Hormone Replacement Therapy and Cholesterol, Breast Cancer: Risks Of HRT

According to some studies, estrogen replacement decreases LDL and increases HDL both by ten to fifteen percent which is good. HRT after menopause is known to reduce women’s risk of heart disease by half. But it is not the only solution for cholesterol as it is also not recommended for everyone.

Hormone Replacement Therapy And Cholesterol

Newer versions of HRT have placed them in a favorable position. Research shows that estrogen when used alone or in combination with a progestin (synthetic progesterone added to reduce harmful uterine tissue build-up) does not block the positive effects of estrogen on the lipids.

This HRT combination increases and improves HDL levels although in meagre amounts. There is an increase of 5 mg/dL of HDL if estrogen alone is used. But if progestin is added, there is a rise of approximately of 2 mg/dL.

Hormone Replacement Therapy and Breast Cancer

Newer version of HRT formulas will be available that will contain micronized and gentler form of progestin. These will have a lesser negative impact on estrogen’s positive effects. There are also heart healthy benefits from the HRT, it lowers high Blood Pressure and protects the arteries. But there is an increase in risk of developing breast cancer.

But breast cancer cause fewer death than heart disease. So the possible risk of breast cancer is secondary and convincingly negligible, because HRT saves lives of thousands of women from early death from heart disease. Doctors feel that only post-menopausal women with a blood clot or liver disease should be excluded from using HRT.

The oral contraceptive pill lowers cholesterol best, because it is taken by mouth and passes through the liver for metabolism and thereby has a direct effect on the liver function. But skin patch provides estrogen directly through the skin and from there into the blood stream. Although some estrogen may reach the liver its effects are much reduced. Inspite of that, women who use the patch gain some protection from heart disease. The patch is preferred over pill in cases where women have very high triglyceride levels because oral estrogen can raise triglyceride level.

Risk Factors of Hormone Replacement Therapy

Menopausal women experience a significant decline in hormones and as a consequence lose the benefits that hormones provide. Estrogen for example, is found throughout the body and is implicated in the health of many systems including the reproductive, cardiovascular and urinary tract. Hormones also provide protection for women’s bones. In the absence of adequate estrogen, women are more vulnerable to bone loss and perhaps carry a higher risk of hip fractures. In addition Hormone Replacement Therapy (HRT) has been used for years to treat symptoms in menopausal woman such as hot flashes and night sweats.
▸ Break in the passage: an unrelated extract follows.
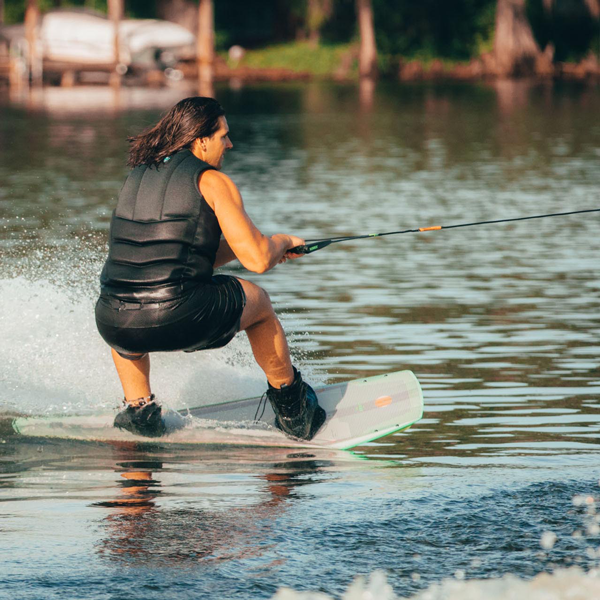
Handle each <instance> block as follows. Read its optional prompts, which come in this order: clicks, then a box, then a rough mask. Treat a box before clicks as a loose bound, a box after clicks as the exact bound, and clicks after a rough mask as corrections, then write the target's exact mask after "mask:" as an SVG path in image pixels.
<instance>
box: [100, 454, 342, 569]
mask: <svg viewBox="0 0 600 600" xmlns="http://www.w3.org/2000/svg"><path fill="white" fill-rule="evenodd" d="M282 458H285V459H286V460H285V461H284V462H281V463H275V464H273V465H272V466H271V467H270V469H267V470H266V472H265V473H261V474H258V475H248V476H244V475H243V474H242V473H235V472H232V473H230V474H229V475H226V474H222V475H220V476H215V475H213V474H210V473H208V474H207V475H204V476H203V475H202V474H196V476H195V477H194V478H193V479H190V478H184V479H180V482H179V483H177V482H174V481H173V480H172V478H171V481H170V482H169V483H168V484H167V485H168V488H169V490H168V494H169V495H170V496H173V495H180V494H182V495H184V497H185V498H186V499H185V500H184V501H183V502H165V503H164V505H163V503H161V502H160V494H161V491H162V488H163V485H164V484H163V483H162V482H161V480H162V479H163V478H166V479H167V480H168V479H169V476H168V472H169V469H170V468H172V465H169V464H168V463H166V464H165V463H162V462H158V461H156V462H152V461H127V462H119V463H117V465H116V469H115V470H116V472H117V473H119V476H120V480H119V481H118V482H117V483H118V486H117V494H118V496H117V498H115V499H111V500H104V501H100V502H94V503H93V504H92V506H95V507H100V508H107V509H109V514H108V515H107V516H106V517H104V518H103V520H102V522H101V529H100V540H99V541H98V552H99V553H100V554H101V555H103V556H107V557H109V558H111V559H113V560H119V561H127V562H128V563H131V562H135V561H139V562H141V563H143V564H146V563H147V561H148V560H152V561H153V564H154V565H155V566H158V565H159V563H160V564H161V566H162V565H164V563H168V564H170V565H172V566H175V565H177V566H179V567H181V566H185V565H186V563H191V564H193V563H196V562H198V561H202V560H218V561H222V560H236V559H242V558H252V557H254V558H256V557H260V556H262V555H263V554H264V552H266V551H268V550H269V549H270V548H271V546H272V544H271V543H270V542H269V540H270V539H271V538H272V534H273V531H272V527H273V525H274V524H275V523H276V522H277V520H278V519H280V518H281V517H282V515H283V513H284V512H286V511H287V510H289V509H290V504H289V503H290V501H292V500H293V499H294V498H295V497H296V490H297V488H299V487H302V486H305V485H313V484H315V483H318V482H319V481H320V477H319V474H320V473H322V472H323V471H324V470H326V469H328V468H330V467H332V466H333V463H332V462H329V461H323V460H318V459H317V457H316V456H315V455H311V454H290V455H288V456H285V457H282ZM178 487H179V488H182V489H181V491H180V492H178V491H177V488H178ZM218 488H223V489H218ZM194 489H195V490H196V492H197V493H198V497H197V499H196V500H194V499H193V498H192V497H191V495H192V493H193V491H194ZM227 492H229V494H228V493H227ZM157 498H159V500H158V501H157Z"/></svg>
While there are some benefits to HRT, there are also some significant risk factors for hormone replacement therapy as well.

A study conducted by The National Institute of Health of the benefits and risk factors for Hormone replacement therapy was halted in 2002 because the risks to participants appeared to outweigh the benefits of continuing the study. Women who were taking an estrogen and progesterone combination showed a greater risk of invasive breast cancer, stroke and cardiovascular disease. In addition, there was an elevated risk of developing blood clots. Women who took estrogen by itself did not show an increased risk for breast cancer or heart disease, but they did have a higher risk of having a stroke. Further, estrogen alone therapy appears to increase the risk of endometrial cancer.

The risk factors for hormone replacement therapy may be minimized somewhat by a few factors. For instance, hormone replacement therapy taken in the early years of menopause may not increase the risk of cardiovascular disease. It is only in women over 60 that this risk factor is significant (Mayo Clinic). Low doses for a short duration may provide relief from menopause symptoms without adding a significant health risk. Women considering beginning HRT should discuss all risk factors of hormone replacement with their physicians.